I have often asked whether the Obama administration had a strategy to confront the apparently enormous problem of cyber exploitation by the Chinese against U.S. firms. Yesterday it published the Administration Strategy on Mitigating the Theft of U.S. Trade Secrets. John Reed at FP describes this document as a “strategy to fight back against the wave of intellectual property (IP) theft facilitated by cyber espionage that has hit U.S. businesses in recent years.” But it does not purport to be that, and I certainly hope it is not the full USG plan to deal with Chinese cyber exploitation. The Strategy mentions cyber-theft as one element of a larger U.S. problem of theft of U.S. intellectual property by many means. Consistent with this broader theme, the Strategy begins with an (inadvertently) ironic and, in context, self-refuting three-year-old quotation from President Obama (“We are going to aggressively protect our intellectual property”) that was delivered in a speech about enhancing U.S. trade (and in a paragraph promoting the Anti-Counterfeiting Trade Agreement). The Strategy is twelve pages long followed by Annexes that contains mostly previously published information (such as this 2011 Office of the National Counterintelligence Executive Report). Those twelve pages outline a legal-diplomatic-educational approach to the general problem of intellectual property theft that has been characteristic of the U.S. intellectual property protection strategy for a long time.
As a response to the Chinese cyber exploitation problem – especially coming on the heels of Mandiant’s Report on China’s extensive cyber espionage, and at about the same time as this morning’s WP story that “almost all” of Washington’s “powerful … institutions have been penetrated by Chinese cyberspies” – the Strategy is a disappointment. Law enforcement and educational tools are useless as a response to hackers residing in China. And unless the diplomatic and trade law tools are ratcheted up to near-trade-war levels – which the Strategy does not propose, and which I seriously doubt will happen – they are almost certain not to have much of an impact on the problem of Chinese cyber exploitation, especially if, as the USG maintains, the Chinese are reaping such huge rewards from cyber theft.
In addition, as Adam Segal, the best China Cyber watcher, explained a few weeks ago, the Chinese aren’t reacting as hoped to the USG shaming strategy:
Several commentaries and an article in the People’s Daily all suggest that Beijing is not reacting to the public announcements with anything approaching shame. In fact, they all portray the claims as part of an effort to discredit China and distract from the offensive actions the United States is taking in cyberspace. The People’s Daily notes that while the United States is portraying itself as the “patron saint of the free Internet” it has plans to expand U.S. Cyber Command fivefold. He Hui, deputy director at the Communication University of China, argues that the claims about Chinese hacking are getting tiresome and in fact serve three alternate purposes: they raise suspicion about China’s rise in the United States and the rest of the world; help raise defense budgets, especially for cyber weapons; and justify protectionist trade measures against Chinese firms that are beginning to challenge the big American companies.

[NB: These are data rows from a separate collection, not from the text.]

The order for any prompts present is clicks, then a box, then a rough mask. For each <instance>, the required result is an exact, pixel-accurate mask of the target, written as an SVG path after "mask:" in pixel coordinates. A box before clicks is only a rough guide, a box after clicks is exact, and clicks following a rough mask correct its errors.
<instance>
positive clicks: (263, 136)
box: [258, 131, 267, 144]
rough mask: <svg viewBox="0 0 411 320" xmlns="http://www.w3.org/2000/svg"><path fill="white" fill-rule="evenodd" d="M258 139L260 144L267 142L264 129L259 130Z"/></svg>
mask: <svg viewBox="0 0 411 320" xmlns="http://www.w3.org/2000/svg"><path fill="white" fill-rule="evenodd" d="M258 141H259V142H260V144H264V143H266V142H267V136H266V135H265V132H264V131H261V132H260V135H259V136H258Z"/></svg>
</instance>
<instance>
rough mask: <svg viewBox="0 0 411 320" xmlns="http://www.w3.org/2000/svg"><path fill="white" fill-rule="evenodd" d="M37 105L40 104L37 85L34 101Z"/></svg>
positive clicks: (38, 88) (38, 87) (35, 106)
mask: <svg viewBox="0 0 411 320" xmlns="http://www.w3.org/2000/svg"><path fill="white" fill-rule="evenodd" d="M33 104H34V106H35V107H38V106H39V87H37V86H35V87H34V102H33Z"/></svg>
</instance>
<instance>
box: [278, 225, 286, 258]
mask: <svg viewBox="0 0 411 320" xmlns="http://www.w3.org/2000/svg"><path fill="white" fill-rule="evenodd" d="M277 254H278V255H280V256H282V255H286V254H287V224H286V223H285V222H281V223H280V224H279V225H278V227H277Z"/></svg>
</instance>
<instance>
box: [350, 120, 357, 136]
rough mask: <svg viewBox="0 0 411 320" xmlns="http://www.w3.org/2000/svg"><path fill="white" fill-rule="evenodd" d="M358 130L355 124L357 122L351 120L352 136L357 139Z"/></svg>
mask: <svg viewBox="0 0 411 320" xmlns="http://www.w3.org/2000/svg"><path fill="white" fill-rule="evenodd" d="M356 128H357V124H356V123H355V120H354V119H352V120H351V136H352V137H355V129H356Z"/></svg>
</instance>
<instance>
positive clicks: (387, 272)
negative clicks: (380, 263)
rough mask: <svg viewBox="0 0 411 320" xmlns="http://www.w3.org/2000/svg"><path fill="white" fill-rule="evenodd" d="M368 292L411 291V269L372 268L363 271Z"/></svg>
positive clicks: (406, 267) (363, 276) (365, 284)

In analyzing international relations, it is often fruitful to see problems from the adversary’s perspective. As Segal’s post suggests, and as China’s reaction this week confirms, from China’s perspective, the USG – with its redoubtable National Security Agency, its newly established Cyber Command, its documented successes in true cyberattacks, its publicly announced plans to enhance significantly its cyber capabilities (including offensive capabilities), its commitment to preemptive offensive measures to check serious cyber threats, and its aggressive policy of promoting online censorship-defeating tools (which the Chinese government sees as a core attack on Chinese sovereignty) – is at least as big a bully on the block.

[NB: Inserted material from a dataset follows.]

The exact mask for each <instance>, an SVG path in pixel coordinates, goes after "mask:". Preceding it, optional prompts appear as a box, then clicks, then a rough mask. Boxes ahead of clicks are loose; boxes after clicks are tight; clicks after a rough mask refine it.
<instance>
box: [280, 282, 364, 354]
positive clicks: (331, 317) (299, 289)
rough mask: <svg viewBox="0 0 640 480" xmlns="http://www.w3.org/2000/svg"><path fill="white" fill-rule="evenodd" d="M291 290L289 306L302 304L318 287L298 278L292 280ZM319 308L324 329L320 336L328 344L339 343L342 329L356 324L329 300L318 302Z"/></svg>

The United States and China have for a while been engaged in a cyber arms race of sorts (though the “weapons” are various). It is an especially dangerous arms race because of its vast potential scope and because it is taking place almost entirely in the shadows. I don’t have any great solutions to the problem (compare this novel proposal by Stewart Baker, which is interesting but does not consider how China might retaliate), and my criticisms of the administration should definitely be seen in that light. But I feel pretty confident that unless and until we seek to better understand and (to some degree) to accommodate cybersecurity problems as the Chinese see them – a step that would be contrary to many American values, and thus something I do not expect to happen anytime soon – the arms race will continue, unabated, and not obviously to our net benefit.